Pour consolider le processus de paix, le Comité a
noté avec satisfaction la disponibilité de la communauté internationale à
financer les différentes élections et insisté sur une grande
collaboration du gouvernement ivoirien pour une meilleure
planification et budgétisation des différentes étapes de l'Accord de
Ouagadougou.
Le coordonnateur des partenaires techniques et
financiers, Georges Carpentier, a indiqué que pour le processus de mise en
oeuvre de l'Accord politique de Ouagadougou il a été constaté qu'il
y a eu une évolution positive.
Pour ce faire, il a dit qu'il sera question
d'intensifier la collaboration et le partenariat dans la définition de
programmes surtout en ce qui concerne les élections.
Sur les contributions pour l'organisation des
élections, M. Carpentier a rappelé qu'il y a eu une table ronde en juillet
dernier à Ouagadougou et des contributions ont été annoncées et
en cours de décaissement, mais certains ont demandé plus de détails
au niveau des programmes à financer.
Dans cette optique, M. Carpentier a proposé
d'intensifier le travail de formulation et de programmation conjoint pour
pouvoir accélérer les décaissements les programmes de sorties de crise.
Pour les programmes de sortie de crise, 400 millions
de dollars US seront mobilisés pour l'organisation des élections en Côte
d'Ivoire.
En ce qui concerne la question des grades des
militaires des Forces nouvelles, une solution devrait être trouvée le 24
janvier lors de la rencontre à Ouagadougou du Cadre permanent de
concertation à la laquelle doit prendre part le président
ivoirien Laurent Gbagbo, l'ancien chef de l'Etat, Henri Konan Bédié, et
l'ancien Premier ministre, Alassane Dramane Ouattara.
Les anciens chefs de délégation notamment, le
ministre de l'Intérieur Désiré Tagro (camp présidentiel) et le ministre
chargé des victimes de guerre et secrétaire général adjoint des FN, M.
André-Louis Dacoury-Tabley qui avaient conduit les négociations
n'étaient pas présents à cette rencontre, tout comme le porte- parole
des FN, Sidiki Konaté et le ministre de la Justice Mamadou Koné.

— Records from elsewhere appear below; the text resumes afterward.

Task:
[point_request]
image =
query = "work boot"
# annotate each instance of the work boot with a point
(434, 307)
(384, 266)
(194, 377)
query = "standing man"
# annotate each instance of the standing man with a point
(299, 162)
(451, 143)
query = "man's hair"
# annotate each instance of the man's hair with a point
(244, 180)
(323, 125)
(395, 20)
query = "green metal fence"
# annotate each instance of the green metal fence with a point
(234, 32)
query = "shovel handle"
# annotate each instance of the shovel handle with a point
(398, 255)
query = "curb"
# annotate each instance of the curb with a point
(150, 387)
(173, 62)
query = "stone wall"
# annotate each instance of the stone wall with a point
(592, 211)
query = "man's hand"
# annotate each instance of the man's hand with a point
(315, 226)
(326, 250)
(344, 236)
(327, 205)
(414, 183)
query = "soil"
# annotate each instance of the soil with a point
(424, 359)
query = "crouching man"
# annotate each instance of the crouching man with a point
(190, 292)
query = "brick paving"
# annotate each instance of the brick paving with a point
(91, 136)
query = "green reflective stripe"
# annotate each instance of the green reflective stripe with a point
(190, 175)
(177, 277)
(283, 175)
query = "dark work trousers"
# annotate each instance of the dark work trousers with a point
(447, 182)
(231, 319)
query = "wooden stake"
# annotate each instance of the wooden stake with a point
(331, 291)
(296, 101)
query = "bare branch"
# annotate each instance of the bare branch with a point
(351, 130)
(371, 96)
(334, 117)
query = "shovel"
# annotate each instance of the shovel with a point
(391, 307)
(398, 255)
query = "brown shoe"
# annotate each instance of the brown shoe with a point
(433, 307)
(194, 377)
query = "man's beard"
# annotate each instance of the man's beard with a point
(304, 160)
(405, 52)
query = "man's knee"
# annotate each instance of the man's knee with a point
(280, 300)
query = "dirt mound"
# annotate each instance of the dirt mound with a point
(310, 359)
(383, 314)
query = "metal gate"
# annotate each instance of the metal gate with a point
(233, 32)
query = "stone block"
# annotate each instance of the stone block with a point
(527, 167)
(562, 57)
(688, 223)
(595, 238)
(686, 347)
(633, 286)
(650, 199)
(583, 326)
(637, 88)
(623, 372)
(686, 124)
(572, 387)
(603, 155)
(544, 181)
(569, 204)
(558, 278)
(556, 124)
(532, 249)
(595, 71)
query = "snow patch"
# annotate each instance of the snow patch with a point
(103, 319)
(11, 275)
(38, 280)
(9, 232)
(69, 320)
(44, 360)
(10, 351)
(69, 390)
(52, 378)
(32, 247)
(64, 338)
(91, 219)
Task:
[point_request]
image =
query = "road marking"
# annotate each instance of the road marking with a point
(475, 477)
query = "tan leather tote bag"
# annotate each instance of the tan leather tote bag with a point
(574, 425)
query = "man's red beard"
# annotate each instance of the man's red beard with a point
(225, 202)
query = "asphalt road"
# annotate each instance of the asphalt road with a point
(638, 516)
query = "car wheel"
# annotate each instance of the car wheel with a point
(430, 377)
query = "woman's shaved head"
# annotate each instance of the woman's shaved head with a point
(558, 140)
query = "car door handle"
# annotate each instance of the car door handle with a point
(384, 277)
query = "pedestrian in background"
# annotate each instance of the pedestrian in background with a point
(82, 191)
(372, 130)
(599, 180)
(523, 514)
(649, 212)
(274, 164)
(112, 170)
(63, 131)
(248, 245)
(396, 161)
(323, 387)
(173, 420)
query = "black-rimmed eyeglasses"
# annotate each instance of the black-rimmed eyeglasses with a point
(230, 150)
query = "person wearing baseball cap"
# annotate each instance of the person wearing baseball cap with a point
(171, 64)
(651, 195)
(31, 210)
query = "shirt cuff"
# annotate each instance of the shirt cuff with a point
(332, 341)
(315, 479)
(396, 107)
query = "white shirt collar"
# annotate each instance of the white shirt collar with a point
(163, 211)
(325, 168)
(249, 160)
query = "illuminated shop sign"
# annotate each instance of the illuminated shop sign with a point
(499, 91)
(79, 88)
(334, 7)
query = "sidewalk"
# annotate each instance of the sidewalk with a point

Outre M. Soro, la délégation du camp présidentiel
conduite par M. Alcide Djédjé, l'ambassadeur de la Côte d'Ivoire aux
Nations unies et des représentants de l'Opération des Nations unies en
Côte d'Ivoire (ONUCI), de la France, des Etats-Unis, de la Banque
mondiale, du Fonds monétaire international (FMI), de la Banque
africaine de développement (BAD) et de l'Union européenne (UE)
ont pris parti à cette rencontre.
L'Accord de Ouagadougou a été signé le 4 mars
2007 par le président Gbagbo et le leader des Forces nouvelles
(FN), Guillaume Soro, dans la capitale burkinabé.